McAdoo also argues that the state’s citation of another case, Appman v. Worthington, is not factually analogous. That case involved an inmate’s lawyer seeking records from the the state’s corrections department in its investigation into a prison murder.
“The State argued that the public records request in that case was not made to the prosecutor, but instead to the custodian of the records, the Department of Corrections…. But this argument is factually flawed. In Appman, the custodian of the records investigated the alleged crime, and the requested public records were unquestionably made in connection with the investigation.”
Finally, McAdoo countered the state’s assertion that releasing the travel records would harm the fair trial rights of the potential criminal defendants.
“In the trial court, the State argued as a matter of public policy that ‘[t]he Sixth Amendment right of a fair trial is paramount in this instance over the public’s right to know.’ In its argument, however, the State failed to recognize the fact that criminal defendants regularly receive fair trials consistent with the Sixth Amendment even when there is a great deal of pretrial publicity about the accused and their alleged crimes available to the public.”
“…Courts regularly conduct high profile criminal trials in which ignificant amounts of information is public without violating the fair trial rights of the accused.

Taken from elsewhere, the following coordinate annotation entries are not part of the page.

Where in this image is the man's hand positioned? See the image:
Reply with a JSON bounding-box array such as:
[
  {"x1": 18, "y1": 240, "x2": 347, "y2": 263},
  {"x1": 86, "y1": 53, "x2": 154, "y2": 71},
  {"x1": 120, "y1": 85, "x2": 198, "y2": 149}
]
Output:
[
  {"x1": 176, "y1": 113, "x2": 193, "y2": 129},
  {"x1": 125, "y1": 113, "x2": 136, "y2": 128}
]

One reason is that ‘[j]urors are not that fragile.’ In re Murhpy-Brown, LLC 907 F.3d 788,798 (4th Cir. 2018) Generally, factual information, like that sought here does not threaten a defendant’s fair trial rights…
“As the U.S. Supreme Court has explained, ‘the decided cases ‘cannot be made to stand for the proposition that juror exposure to information about a state defendant’s prior convictions or to news accounts of the crime with which he is charged along presumptively deprives the defendants of due process.”
“…The right to a fair trial is a serious matter, but the State’s attempt to raise its specter here ignores the state of the law today. The requested public records, which are comprised of administrative records related to two employees and two different state agencies, do not raise Sixth Amendment fair trial rights concerns. Such a policy argument is a red herring and should be treated as such by this Court.”